Even in the heart of Silicon Valley it seems no firm – however technology saavy – is immune from a serious data leak. On this occasion it was Meteora Technologies Group, a Web services provider utilized by Kleiner Perkins Caufield & Byers (KPCB). Here’s what Techcrunch reported:
Firms applying to KPCB’s investment fund for developing iPhone applications completed an online form. The form included questions that required the disclosure of intellectual property and financial information. Unfortunately, the aggregated data of close to 600 firms that had applied was dumped into a SQL file which Meteora inadvertently made available on the Web. The file’s contents were indexed quickly by Google.
This event illustrates once again the failings of a piecemeal approach to data security. Let’s focus on two.

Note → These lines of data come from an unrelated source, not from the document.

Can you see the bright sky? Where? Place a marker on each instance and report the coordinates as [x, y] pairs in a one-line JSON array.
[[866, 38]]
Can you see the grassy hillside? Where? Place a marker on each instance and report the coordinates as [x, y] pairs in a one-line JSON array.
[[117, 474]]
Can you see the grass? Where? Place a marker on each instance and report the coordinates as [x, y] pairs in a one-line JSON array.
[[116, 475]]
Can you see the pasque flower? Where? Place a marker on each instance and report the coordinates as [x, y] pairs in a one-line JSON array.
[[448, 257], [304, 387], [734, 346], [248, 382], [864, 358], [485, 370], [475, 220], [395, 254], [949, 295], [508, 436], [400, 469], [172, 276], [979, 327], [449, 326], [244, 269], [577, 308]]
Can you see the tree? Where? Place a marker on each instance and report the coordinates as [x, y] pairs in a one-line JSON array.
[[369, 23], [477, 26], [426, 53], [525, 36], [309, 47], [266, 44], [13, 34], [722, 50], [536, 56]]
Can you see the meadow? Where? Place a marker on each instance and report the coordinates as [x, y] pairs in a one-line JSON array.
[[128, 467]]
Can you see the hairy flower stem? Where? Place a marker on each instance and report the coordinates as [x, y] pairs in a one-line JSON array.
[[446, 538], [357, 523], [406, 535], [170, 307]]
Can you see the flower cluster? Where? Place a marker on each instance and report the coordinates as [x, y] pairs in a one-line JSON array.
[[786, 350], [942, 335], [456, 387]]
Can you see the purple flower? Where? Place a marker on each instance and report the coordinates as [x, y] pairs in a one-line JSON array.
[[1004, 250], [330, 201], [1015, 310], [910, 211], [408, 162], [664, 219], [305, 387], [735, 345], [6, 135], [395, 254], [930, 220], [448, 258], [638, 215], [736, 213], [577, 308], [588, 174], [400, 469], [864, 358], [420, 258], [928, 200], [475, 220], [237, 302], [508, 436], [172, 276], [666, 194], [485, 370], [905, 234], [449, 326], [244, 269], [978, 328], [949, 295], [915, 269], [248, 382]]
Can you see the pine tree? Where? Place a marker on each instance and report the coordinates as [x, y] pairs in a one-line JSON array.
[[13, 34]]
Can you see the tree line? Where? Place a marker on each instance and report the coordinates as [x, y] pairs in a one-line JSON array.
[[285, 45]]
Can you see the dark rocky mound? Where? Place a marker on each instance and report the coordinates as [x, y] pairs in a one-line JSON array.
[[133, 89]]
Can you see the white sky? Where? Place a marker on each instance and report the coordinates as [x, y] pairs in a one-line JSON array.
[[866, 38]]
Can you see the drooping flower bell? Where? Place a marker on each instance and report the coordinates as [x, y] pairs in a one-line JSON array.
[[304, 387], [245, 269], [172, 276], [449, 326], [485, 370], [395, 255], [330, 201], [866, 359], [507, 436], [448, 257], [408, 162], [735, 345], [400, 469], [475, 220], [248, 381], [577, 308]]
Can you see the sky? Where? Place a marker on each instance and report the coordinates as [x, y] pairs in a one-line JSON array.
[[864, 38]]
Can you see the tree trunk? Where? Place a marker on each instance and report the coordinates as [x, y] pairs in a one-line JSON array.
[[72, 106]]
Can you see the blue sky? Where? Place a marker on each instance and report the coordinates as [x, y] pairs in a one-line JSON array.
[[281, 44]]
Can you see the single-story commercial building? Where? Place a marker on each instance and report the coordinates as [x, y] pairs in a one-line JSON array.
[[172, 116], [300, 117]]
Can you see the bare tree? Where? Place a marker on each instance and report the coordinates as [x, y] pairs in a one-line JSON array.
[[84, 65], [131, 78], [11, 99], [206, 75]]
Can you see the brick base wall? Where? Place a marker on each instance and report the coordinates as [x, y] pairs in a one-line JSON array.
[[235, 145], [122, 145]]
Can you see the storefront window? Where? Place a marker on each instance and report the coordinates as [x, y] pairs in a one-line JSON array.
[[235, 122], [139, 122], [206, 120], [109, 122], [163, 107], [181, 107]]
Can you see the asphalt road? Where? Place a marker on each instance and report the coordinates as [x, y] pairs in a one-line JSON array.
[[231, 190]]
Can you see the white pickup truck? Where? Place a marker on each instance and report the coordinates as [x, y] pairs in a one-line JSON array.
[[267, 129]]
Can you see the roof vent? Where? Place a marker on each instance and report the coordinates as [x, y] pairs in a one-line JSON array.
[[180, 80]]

1) Keeping data secure at 3rd party sites – One hopes that KPCB negotiated a service level agreement (SLA) with Meteora that included terms relating to security; something setting expectations for the collection, storage, and transfer of confidential information. Regardless, paper agreements are notoriously deficient in enforcement mechanisms. So if there were no teeth, Meteora was on its own to define how and when it would protect KPCB’s data.

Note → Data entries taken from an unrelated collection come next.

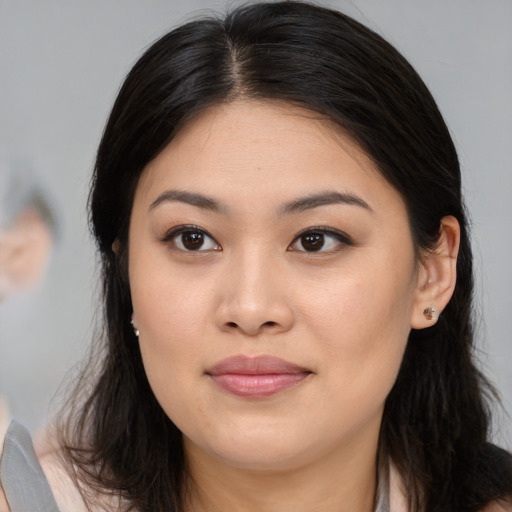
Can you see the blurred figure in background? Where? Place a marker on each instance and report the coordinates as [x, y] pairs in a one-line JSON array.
[[27, 229]]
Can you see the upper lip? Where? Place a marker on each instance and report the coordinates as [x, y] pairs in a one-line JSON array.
[[258, 365]]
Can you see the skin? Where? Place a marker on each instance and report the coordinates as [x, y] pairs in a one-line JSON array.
[[343, 312]]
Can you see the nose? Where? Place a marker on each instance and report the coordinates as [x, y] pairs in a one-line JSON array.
[[254, 297]]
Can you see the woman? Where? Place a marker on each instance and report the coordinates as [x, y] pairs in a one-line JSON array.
[[287, 282]]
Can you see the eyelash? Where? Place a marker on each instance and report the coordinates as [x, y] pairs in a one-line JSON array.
[[342, 238]]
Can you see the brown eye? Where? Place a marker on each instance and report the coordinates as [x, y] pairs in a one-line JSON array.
[[312, 242], [190, 239], [323, 240]]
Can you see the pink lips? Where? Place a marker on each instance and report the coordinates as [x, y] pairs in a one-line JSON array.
[[256, 377]]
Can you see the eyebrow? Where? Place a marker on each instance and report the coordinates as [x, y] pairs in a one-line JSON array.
[[296, 206], [322, 199], [194, 199]]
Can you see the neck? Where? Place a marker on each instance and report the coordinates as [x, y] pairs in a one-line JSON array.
[[336, 482]]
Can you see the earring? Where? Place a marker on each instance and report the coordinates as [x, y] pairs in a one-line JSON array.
[[430, 313], [135, 330]]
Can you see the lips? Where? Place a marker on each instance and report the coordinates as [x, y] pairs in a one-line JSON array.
[[256, 377]]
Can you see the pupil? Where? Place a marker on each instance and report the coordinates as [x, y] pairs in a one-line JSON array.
[[192, 240], [313, 242]]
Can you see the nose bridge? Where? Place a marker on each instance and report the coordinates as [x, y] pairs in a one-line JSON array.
[[255, 297]]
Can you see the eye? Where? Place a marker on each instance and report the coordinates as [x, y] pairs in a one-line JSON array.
[[320, 240], [190, 239]]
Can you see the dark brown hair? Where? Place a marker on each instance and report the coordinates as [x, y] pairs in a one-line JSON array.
[[436, 419]]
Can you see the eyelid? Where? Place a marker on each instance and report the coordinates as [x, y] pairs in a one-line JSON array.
[[184, 228], [340, 236]]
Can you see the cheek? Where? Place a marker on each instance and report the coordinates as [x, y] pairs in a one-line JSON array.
[[362, 321]]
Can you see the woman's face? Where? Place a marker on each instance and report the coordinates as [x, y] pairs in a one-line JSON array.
[[273, 277]]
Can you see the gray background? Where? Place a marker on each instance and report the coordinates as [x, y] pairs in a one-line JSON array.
[[61, 63]]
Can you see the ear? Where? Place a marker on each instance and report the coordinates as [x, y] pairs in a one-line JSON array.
[[24, 253], [437, 275]]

2) Defining protection incrementally rather than comprehensively – Meteora may have had some great policies for securing data, e.g., proper authorization and authentication of everyone coming into contact with it, always encrypting laptops used offsite. But what about when data was stored to a server, a USB drive, or emailed, to name a few more potential points of failure? Each is addressable individually, but not without adding cost and complexity.

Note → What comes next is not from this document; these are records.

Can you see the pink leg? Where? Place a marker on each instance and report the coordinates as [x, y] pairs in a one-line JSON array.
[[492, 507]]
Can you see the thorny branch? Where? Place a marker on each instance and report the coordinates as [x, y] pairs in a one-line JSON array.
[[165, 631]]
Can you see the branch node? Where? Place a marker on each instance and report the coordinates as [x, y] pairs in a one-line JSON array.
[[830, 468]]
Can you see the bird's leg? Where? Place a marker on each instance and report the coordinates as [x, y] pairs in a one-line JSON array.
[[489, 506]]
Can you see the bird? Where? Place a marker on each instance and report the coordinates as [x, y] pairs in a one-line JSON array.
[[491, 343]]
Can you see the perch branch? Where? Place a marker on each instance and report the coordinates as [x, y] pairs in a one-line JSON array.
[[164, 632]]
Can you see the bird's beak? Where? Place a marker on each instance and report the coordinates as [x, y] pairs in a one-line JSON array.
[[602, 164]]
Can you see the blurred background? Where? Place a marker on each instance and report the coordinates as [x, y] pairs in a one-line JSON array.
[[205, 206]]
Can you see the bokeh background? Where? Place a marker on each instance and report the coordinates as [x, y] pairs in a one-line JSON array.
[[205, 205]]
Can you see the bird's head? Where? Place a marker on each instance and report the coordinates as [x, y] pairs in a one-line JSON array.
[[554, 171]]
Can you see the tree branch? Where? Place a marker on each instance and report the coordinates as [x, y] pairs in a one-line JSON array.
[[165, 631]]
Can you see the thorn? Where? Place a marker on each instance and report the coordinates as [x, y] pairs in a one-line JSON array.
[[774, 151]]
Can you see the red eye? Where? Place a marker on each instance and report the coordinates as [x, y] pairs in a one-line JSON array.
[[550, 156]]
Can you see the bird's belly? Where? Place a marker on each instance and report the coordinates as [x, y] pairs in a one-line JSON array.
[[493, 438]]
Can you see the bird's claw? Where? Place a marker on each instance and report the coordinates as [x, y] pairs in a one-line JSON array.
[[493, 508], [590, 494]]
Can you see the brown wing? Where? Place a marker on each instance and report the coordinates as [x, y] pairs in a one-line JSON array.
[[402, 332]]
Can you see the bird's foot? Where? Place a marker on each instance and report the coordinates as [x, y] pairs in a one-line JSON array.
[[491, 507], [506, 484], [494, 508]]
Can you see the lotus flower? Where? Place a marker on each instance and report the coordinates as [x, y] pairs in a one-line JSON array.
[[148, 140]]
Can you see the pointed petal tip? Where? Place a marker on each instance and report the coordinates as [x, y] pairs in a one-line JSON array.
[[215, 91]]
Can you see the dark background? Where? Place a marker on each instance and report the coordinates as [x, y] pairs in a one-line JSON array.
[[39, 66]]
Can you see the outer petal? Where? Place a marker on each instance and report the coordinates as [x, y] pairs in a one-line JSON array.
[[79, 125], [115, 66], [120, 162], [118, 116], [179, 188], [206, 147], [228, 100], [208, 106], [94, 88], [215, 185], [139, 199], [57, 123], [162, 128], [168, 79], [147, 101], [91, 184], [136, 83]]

A much better approach is to always focus on the common denominator – the data, and keep it under continuous protection, no matter where it goes. And that’s where Fortressware comes into play. It’s a sufficiently “light” application to be quickly deployable across multiple sites. Had Meteora been using it, the MySQL database would have been accessible only within Fortressware’s secure virtual environment. The application would have run as usual with no modifications. But its contents, including .sql file dumps, would have been blocked from leaking all of the time – stored at Meteora, transferred to KPCB, and accessed at KPCB. With a Fortressware solution, the burden would have been lifted from the unfortunate employee who published the file. The solution would have prevented any file from being placed in an open directory on the Internet, accessible to Web users or search engines. And the same constraint would have applied to email, USB drives, CDs, or any other means for data to escape, thereby eliminating the embarrassment and damage to both companies.